Modellbildung und Prozesskettenoptimierung: Die Zusammenhänge zwischen den Fertigungsverfahren und den Bauteileigenschaften werden durch empirische (datenbasierte) Modelle beschreiben. Sie basieren somit auf den gesammelten Experimenten des SFB Transregio 30. Die Kenntnis der Zusammenhänge erlaubt die Vorhersage der Eigenschaften des produzierten Bauteils in Abhängigkeit der Fertigungsparameter und damit dessen Qualität (Bild D5-4) Die Modelle werden deshalb zur Auswahl und Optimierung der synthetisierten Prozessketten eingesetzt.

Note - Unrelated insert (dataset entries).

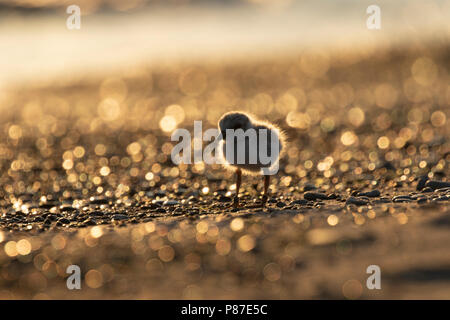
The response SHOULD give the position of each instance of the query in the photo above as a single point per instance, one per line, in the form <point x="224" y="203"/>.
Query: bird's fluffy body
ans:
<point x="238" y="120"/>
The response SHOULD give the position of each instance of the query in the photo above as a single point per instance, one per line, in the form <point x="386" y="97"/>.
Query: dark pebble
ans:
<point x="99" y="201"/>
<point x="370" y="194"/>
<point x="301" y="202"/>
<point x="224" y="199"/>
<point x="437" y="184"/>
<point x="309" y="187"/>
<point x="421" y="182"/>
<point x="356" y="201"/>
<point x="170" y="203"/>
<point x="64" y="221"/>
<point x="120" y="217"/>
<point x="402" y="199"/>
<point x="315" y="195"/>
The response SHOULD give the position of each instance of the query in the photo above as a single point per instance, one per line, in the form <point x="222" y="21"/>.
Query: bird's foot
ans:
<point x="263" y="201"/>
<point x="236" y="202"/>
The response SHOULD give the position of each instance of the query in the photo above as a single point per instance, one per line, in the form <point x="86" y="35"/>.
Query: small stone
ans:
<point x="370" y="194"/>
<point x="421" y="183"/>
<point x="356" y="201"/>
<point x="300" y="202"/>
<point x="281" y="204"/>
<point x="315" y="195"/>
<point x="170" y="203"/>
<point x="309" y="187"/>
<point x="99" y="201"/>
<point x="64" y="221"/>
<point x="119" y="216"/>
<point x="437" y="184"/>
<point x="402" y="199"/>
<point x="224" y="199"/>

Für die Abbildung der simulativ und experimentell bestätigten Wirkzusammenhänge werden Methoden aus der Planung und Analyse von Computerexperimenten (Design and Analysis of Computer Experiments, DACE) angewendet und für Daten aus realen Prozessen erweitert. Den methodischen Forschungsschwerpunkt stellt dabei die gemeinsame Verwendung von Simulationsergebnissen und Messwerten aus den Prozessen zur Beschreibung der resultierenden Eigenschaftsverteilungen dar.

 

Bild D5-4: DACE-Modellierung der Verteilung der gradierten Eigenschaft Dämpfung Δ über das Bauteil in Abhängigkeit der Presstemperatur Tp

 

Die Optimierung der Prozesskette erfolgt unter Einbeziehung der Abhängigkeiten zwischen den Modellen der einzelnen Prozessschritte. Hierfür wird das Konzept der "Technological Interfaces" aufgegriffen. Technological Interfaces beschreiben die Eigenschaften, die das Verhalten der folgenden Prozesse maßgeblich beeinflussen. Diese werden bei der Modellierung als Eingangsparameter berücksichtigt. Die Technological Interfaces stellen somit die Grundlage für die hierarchische Optimierung der Prozessketten dar. Bild D5-5 zeigt die Modellierung der Prozesskette für die Herstellung der funktional gradierten Kunststoffgeometrie aus Teilprojekt A5.

 

Figure D5-5: Flexible Modellierung von Prozessketten über durch Technological Interfaces gekoppelte Modelle der Prozessschritte am Beispiel des Prozessablaufs aus Teilprojekt A5. Die einzelnen Prozessschritte werden jeweils durch DACE-Modelle beschrieben.

 

Das Gesamtergebnis der Optimierung ist eine Prozesskette, die ein funktional gradiertes Bauteil erzeugt, dessen Eigenschaften optimal in Bezug auf die in der Bauteilbeschreibung spezifizierten Eigenschaften sind. Sie wird dem Fertigungsplaner mit Hilfe einer Spezifikationstechnik dargestellt. Diese Spezifikationstechnik zur Beschreibung der Konzeption eines Fertigungssystems integriert die Aspekte Arbeitsablauf-, Arbeitsstätten-, Arbeitsmittel- und Materialflussplanung.